Post # 1
My FH and I aren’t having our wedding until April 2014, so we’ve got plenty of time to figure this stuff out, but we’re trying to figure out a rough estimate of how much we need to save. When we started looking at invitations and such, I wasn’t sure how important Save the Dates are to a wedding… are they absolutely essential?
Post # 3
@sassyshoeskate: YAY! Apring 2014! Are we date twins? We’re thinking the 5th!
As for save the dates, I already know we’re going to be doing them. Some of the important family is out of town, and I know they’d appreciate it. Plus, I wouldn’t be able to say no to sending out pictures from an engagement shoot!
Post # 4
@sassyshoeskate: LMAO nvm, just say that you’re the 26th 🙂
Post # 5
It really depends on how many out of town guests are coming, or if you’re having a destination wedding. 🙂 It was definitely essential for us since we’re getting married out of state.
Post # 6
Depends on the details of your wedding. If it’s a destination wedding, then i would say they are necessary. If you’re getting married in a town where 95% of your guests live, then it is optional/unnecessary
Post # 7
If you have a lot of Out of Town guests then I think it is important. However, your wedding is 2 years away so I think most guests would catch wind of when it is in that time.
Post # 8
I voted optional. We’re not doing them because we’re just having a small, intimate wedding with close family. Most of them already know our date so we’ll just send out our invitations a bit early. =)
Post # 9
I didn’t want them, because I would feel self important sending them out. I don’t know why, it just feels weird to me. I don’t mind when other people send them, though. That said, I am only inviting close family & friends, so they already know my date by word of mouth. No need for Save-The-Date Cards. My fiance sent out a casual email to his friends abroad once we picked a date, so I guess that was essentially the same thing.
My friend is having a destination wedding & she just sent her actual invitations out extremely early to give people time to plan. I much preferred that, TBH.
Post # 10
I don’t think they are absolutely necessary but it depends on your guests. Mine is on Memorial Day weekend and I have a lot of OOTers so I did Save-The-Date Cards to make sure people knew it was coming and didn’t make other plans over the long weekend.
Post # 11
I think it depends on the wedding. I had save the dates, because we have a lot of out of town guests and we’re getting married on a Sunday.

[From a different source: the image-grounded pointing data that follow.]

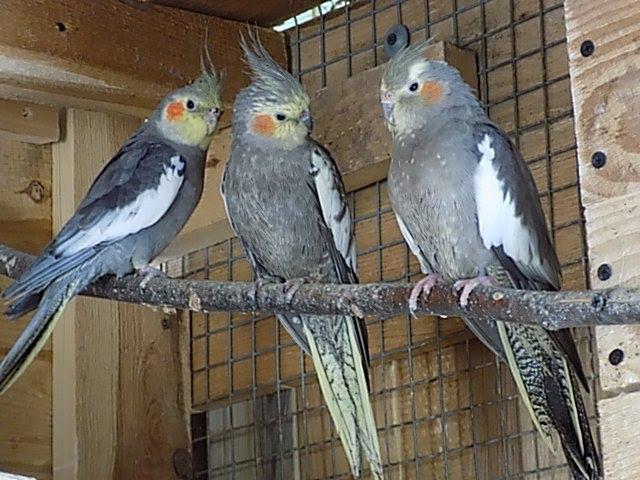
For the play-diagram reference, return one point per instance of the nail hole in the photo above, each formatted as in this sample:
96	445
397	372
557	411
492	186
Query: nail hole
587	48
598	159
604	271
616	356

We hoped that giving people enough notice would mean more people could make it.
Post # 12
We sent them because we are having a Destination Wedding and we are leaving from a returning to the cruise terminal in Baltimore. Since this is all happening around Inauguration in DC and our guests are flying in and out of BWI, Dulles and Reagan, we felt that it was important for them to know and make plans accordingly.

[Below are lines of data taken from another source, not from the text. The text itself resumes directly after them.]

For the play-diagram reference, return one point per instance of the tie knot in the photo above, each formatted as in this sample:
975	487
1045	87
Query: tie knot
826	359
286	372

It’s up to you really. Some people enjoy receiving them in the mail and honestly, it’s quite refreshing when you get a creative one.
Post # 13
Totally unnecessary in my opinion. Everyone who is invited is quite close to us and already knows the date of our wedding.
Post # 14
We did them (Invited around 250… Actually had about 200). Sent them out in May ish for our September wedding. I mainly decided to do them because #1 I got them for a VERY reasonable price and #2 Our wedding was on Labor Day weekend… Wanted to let people know before they made holiday plans for the whole weekend.

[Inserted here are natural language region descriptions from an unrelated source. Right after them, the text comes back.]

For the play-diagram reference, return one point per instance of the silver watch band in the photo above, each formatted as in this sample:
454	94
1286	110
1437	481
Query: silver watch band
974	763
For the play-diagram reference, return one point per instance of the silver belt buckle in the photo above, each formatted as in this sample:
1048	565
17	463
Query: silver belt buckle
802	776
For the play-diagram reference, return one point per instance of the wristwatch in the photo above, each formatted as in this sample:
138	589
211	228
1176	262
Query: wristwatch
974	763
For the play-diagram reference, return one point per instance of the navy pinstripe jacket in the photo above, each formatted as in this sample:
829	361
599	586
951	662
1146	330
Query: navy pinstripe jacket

What we did was we got ours through vistaprint – 100 free postcards. Didn’t use a picture of us – Used a cute silhouette couple because it was one of the free designs and did a black and white backside because it was free. So, we paid shipping and that was it – Didn’t really need to “save” money for them 🙂
Post # 15
I think they’re optional..we did them because we are getting married right after christmas/new years and a lot of people make plans/go away etc.
Post # 16
Like PPs said, it really depends. If you have a lot of Out of Town guests that you don’t speak to regularly and who wouldn’t otherwise know the date of your wedding without an STD, then you really should send them 6-12 months in advance so they can make travel arrangements.